On October 30, the California DFPI entered a consent order with a residential mortgage lender and servicer following a regulatory examination and a directed self-audit. The DFPI alleged violations of the California Residential Mortgage Lending Act and California Civil Code provisions governing when per diem interest may begin to accrue.
The DFPI alleged that the lender collected per diem interest for more than one day prior to escrow disbursement in files reviewed during the exam, and that a self-audit identified 10 of 74 additional loans with per diem overcharges. The DFPI also alleges failures to maintain required business records for thirty six months and broader books-and-records deficiencies beyond the thirty six month maintenance requirement.

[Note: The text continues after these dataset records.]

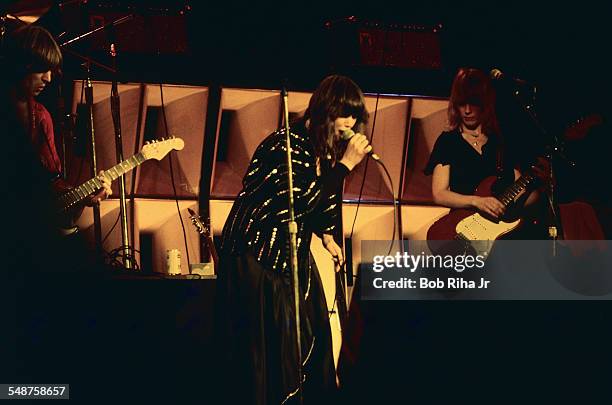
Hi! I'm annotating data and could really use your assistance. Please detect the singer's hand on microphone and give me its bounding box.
[340,134,372,170]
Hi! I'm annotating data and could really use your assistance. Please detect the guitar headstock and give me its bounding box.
[140,137,185,160]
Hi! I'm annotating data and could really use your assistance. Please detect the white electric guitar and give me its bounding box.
[56,137,185,234]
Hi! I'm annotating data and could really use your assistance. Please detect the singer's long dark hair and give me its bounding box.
[448,68,499,135]
[303,75,369,162]
[1,25,62,82]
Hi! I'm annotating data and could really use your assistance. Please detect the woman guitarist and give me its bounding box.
[425,68,537,239]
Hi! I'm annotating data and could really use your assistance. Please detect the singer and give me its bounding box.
[425,68,538,232]
[217,76,371,404]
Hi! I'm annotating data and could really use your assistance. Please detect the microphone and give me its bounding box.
[340,129,380,160]
[490,69,529,85]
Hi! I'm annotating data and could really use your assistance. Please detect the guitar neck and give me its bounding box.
[498,173,535,208]
[59,153,147,210]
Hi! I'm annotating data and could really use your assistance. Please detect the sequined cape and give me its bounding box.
[221,125,349,271]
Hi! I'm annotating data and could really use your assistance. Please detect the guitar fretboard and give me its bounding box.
[59,153,146,211]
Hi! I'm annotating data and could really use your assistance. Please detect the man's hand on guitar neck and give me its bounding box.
[85,170,113,207]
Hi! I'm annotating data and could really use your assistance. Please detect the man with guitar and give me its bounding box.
[1,25,112,230]
[425,68,538,251]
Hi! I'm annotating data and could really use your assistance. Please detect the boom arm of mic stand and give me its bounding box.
[504,85,573,249]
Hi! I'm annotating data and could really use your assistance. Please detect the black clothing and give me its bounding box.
[221,120,349,271]
[217,125,348,404]
[424,130,514,195]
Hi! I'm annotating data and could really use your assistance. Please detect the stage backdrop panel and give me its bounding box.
[66,81,142,195]
[136,84,208,199]
[211,88,280,198]
[402,98,448,204]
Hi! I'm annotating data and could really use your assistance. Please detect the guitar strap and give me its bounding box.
[492,136,505,194]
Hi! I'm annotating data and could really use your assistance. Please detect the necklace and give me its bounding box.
[462,131,481,146]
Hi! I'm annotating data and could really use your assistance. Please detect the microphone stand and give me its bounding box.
[281,86,303,404]
[504,85,574,257]
[108,27,133,269]
[60,14,135,269]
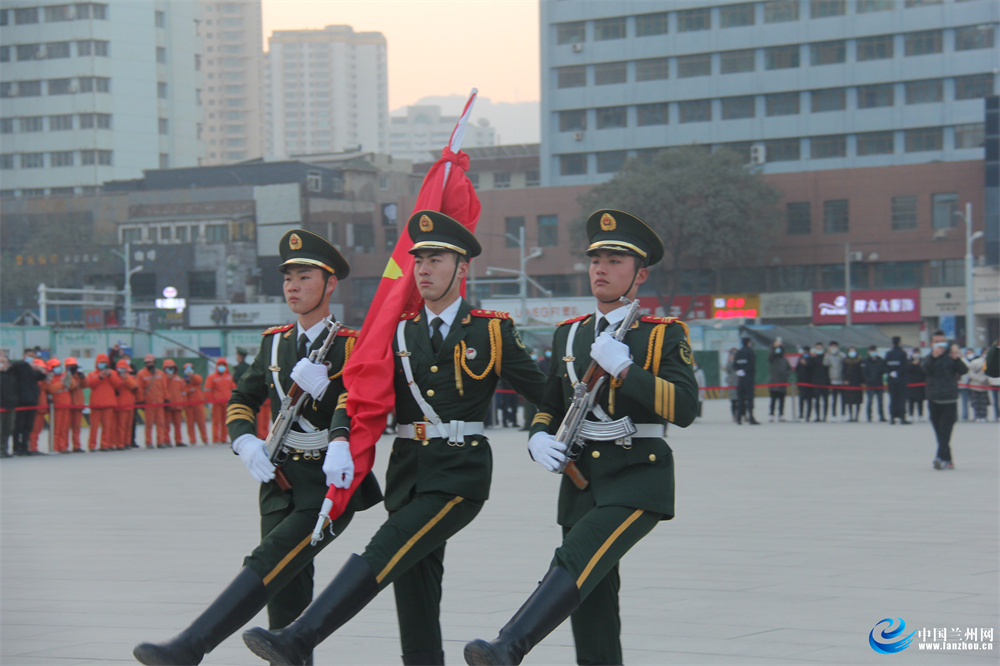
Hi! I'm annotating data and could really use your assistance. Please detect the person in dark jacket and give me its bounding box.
[861,345,886,423]
[923,329,969,469]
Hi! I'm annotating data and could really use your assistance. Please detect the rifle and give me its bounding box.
[556,296,639,490]
[264,317,341,490]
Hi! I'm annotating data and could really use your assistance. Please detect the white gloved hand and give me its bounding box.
[528,432,566,472]
[291,358,330,400]
[323,440,354,488]
[233,434,274,483]
[590,331,632,377]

Under the consent order, the lender must discontinue the cited practices and pay a $100,000 civil penalty in monthly installments through October 1, 2026. The company also affirmed refunds totaling $1,554.93, including interest at ten percent per annum. The order includes an acceleration clause for noncompliance and reserves DFPI’s ability to pursue future remedies.
Putting It Into Practice: The DFPI continues to be very active in enforcement (previously discussed here, here, and here). California-licensed mortgage lenders and servicers should confirm that interest does not begin before escrow disbursement, align loan documents with the correct interest start dates, and validate refund protocols for any overcharges.